On Wednesday evening, EU environment ministers agreed on a comprehensive climate protection package, including he would then only allow new cars without CO2 emissions. However, the European Commission is to prepare a proposal that could give a chance to an internal combustion engine with climate-neutral synthetic fuels. On the basis of the European Commission’s “Fit for 55” package, the ministers took further decisions with which the EU wants to reduce climate emissions by 55% by 2030: From 2027, a tax on CO2 should apply – similarly to Germany – also on gasoline and oil fuel. Poorer EU citizens should then benefit from the EUR 59 billion climate and social fund by 2032. In addition, free allocation of CO2 emission allowances to industry will be reduced and the price of CO2 will increase.
The resolutions have yet to be approved by the European Commission and the European Parliament. However, it is considered likely that there will be hardly any significant changes as the resolutions are based on Commission proposals and the deliberations in the European Parliament have been partially taken on board. Final agreement is to be reached by the end of the year.

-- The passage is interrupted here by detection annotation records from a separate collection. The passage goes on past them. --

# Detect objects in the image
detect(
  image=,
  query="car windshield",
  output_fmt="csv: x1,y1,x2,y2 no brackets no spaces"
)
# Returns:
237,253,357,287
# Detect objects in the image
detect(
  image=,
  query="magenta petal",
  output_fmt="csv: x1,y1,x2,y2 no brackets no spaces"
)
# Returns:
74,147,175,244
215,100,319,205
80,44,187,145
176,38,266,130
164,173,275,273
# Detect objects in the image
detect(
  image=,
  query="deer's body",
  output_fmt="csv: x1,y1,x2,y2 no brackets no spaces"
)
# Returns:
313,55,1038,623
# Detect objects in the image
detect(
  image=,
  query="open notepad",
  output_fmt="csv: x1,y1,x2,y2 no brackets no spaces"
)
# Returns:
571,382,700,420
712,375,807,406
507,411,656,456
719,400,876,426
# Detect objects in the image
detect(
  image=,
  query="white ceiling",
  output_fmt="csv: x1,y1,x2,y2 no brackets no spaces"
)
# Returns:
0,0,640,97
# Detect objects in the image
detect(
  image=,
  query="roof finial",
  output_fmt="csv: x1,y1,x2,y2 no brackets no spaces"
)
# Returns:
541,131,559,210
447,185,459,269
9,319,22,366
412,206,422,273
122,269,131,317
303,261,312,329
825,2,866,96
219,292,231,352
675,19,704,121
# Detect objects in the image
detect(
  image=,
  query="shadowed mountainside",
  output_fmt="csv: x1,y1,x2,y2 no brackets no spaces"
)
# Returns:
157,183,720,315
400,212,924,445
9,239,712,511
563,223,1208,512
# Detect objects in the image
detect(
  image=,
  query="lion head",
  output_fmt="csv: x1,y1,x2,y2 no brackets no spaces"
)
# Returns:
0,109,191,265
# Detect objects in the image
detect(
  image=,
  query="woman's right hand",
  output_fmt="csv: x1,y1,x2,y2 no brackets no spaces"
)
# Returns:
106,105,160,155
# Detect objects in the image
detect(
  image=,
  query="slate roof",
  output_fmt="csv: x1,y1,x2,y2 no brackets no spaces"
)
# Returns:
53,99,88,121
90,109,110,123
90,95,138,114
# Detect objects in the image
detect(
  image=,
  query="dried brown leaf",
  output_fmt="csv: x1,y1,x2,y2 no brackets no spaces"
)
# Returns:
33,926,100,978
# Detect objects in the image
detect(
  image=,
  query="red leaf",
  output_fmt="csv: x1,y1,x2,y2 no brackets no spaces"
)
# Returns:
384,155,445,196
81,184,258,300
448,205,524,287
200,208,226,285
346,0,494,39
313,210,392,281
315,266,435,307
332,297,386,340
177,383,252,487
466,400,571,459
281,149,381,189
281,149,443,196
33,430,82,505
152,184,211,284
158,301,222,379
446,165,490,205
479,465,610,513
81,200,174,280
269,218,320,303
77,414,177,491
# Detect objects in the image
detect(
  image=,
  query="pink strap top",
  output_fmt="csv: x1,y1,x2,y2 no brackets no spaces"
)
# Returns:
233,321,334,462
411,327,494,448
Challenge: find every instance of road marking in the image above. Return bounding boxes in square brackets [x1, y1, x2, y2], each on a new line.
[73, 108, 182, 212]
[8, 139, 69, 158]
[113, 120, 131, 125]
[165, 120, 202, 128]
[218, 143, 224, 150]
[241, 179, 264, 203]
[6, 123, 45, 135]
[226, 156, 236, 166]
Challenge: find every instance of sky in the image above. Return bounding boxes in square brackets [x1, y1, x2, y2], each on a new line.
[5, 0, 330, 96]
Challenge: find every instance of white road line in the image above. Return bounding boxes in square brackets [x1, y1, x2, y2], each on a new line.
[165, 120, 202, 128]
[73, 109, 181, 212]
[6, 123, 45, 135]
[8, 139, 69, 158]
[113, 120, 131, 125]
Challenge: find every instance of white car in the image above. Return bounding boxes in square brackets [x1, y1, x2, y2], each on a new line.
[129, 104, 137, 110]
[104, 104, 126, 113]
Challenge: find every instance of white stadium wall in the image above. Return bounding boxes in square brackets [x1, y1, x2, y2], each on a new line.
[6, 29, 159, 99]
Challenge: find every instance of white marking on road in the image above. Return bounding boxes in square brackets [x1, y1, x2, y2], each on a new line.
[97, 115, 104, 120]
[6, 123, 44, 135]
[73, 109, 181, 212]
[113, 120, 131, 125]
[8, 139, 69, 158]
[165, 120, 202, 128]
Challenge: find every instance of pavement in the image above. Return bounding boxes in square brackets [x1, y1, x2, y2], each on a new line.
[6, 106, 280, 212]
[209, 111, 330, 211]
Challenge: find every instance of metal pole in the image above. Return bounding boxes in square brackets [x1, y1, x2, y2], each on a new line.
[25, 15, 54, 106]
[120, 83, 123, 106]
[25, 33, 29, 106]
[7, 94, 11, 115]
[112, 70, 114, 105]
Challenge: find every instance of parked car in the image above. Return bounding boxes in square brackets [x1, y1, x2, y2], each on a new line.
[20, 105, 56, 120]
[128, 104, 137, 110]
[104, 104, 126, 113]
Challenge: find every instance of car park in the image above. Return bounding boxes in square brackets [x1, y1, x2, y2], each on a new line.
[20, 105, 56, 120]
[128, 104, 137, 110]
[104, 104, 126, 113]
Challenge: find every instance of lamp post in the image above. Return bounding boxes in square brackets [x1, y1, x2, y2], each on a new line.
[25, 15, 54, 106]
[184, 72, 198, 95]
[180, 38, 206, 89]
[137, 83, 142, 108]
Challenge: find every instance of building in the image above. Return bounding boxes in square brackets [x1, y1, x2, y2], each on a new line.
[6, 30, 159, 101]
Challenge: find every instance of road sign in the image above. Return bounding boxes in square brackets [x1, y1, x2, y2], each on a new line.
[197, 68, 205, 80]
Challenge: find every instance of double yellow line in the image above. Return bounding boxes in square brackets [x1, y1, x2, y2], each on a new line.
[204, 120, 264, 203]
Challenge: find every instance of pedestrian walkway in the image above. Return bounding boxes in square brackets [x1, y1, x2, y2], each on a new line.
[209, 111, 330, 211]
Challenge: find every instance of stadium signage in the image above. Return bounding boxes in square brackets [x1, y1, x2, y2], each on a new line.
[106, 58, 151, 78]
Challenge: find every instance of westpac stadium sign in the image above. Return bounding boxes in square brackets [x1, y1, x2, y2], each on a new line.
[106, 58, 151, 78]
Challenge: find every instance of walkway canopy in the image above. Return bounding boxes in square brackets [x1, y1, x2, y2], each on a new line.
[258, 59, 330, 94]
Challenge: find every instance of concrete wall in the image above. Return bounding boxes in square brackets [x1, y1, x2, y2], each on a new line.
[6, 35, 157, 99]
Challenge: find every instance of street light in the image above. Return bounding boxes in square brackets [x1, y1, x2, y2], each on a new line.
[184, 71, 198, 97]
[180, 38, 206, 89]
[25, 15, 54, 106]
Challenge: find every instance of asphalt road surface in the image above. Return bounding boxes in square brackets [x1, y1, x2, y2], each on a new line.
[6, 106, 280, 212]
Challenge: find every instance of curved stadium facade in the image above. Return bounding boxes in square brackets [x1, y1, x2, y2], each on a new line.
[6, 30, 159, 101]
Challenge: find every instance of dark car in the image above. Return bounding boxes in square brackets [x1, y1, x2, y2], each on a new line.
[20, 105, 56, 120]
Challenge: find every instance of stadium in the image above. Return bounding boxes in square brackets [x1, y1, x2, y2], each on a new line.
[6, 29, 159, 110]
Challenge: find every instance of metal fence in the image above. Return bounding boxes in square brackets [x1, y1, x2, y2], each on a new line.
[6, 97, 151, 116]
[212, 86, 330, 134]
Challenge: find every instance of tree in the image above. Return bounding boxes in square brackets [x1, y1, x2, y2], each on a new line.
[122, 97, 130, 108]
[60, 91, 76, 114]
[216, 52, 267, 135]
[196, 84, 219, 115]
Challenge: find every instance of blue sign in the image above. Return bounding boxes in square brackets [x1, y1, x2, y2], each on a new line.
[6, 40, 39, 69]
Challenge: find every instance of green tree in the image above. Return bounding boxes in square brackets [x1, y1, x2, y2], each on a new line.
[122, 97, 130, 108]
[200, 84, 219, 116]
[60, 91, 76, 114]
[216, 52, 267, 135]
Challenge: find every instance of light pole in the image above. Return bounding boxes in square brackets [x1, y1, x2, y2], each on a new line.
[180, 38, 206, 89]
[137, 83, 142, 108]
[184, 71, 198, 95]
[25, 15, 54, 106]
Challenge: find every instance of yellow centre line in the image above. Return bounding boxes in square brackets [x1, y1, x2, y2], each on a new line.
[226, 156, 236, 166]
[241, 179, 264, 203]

Federal Economy Minister Robert Habeck (Greens) praised the package as a signal of determination: “In the midst of the worst energy crisis in Europe, we launched one of the most comprehensive climate protection packages in the history of the EU.” Together with the “Fit for 55” package, the course was set for the transition of the economy to climate neutrality.
Environment Minister Steffi Lemke (Greens), who has long campaigned for the complete phase-out of internal combustion engines by 2035, was also pleased and spoke of the enormous progress: “We are sending a clear signal that we need to meet the climate goals. the auto industry the planning security it needs. “
The future of the internal combustion engine has been hotly debated, especially in Germany with a large car industry. The European Commission is now to present a proposal for the use of e-fuels. Time will tell whether it will also apply to passenger cars or just special vehicles. So far, the Commission and the European Parliament have been against this. It is also unclear to what extent this would have had any impact. Almost all manufacturers rely on electric mobility, synthetic fuels will be expensive and difficult to obtain in the near future.
Finance Minister and FDP leader Christian Lindner, who strongly advocated the use of e-fuels also in cars, was pleased: There is no doubt that electromobility will be attractive in Germany. “On the other hand, there must be openness to technology.” It is therefore important that internal combustion engines can still be homologated after 2035. “This is exactly what has now been implemented.”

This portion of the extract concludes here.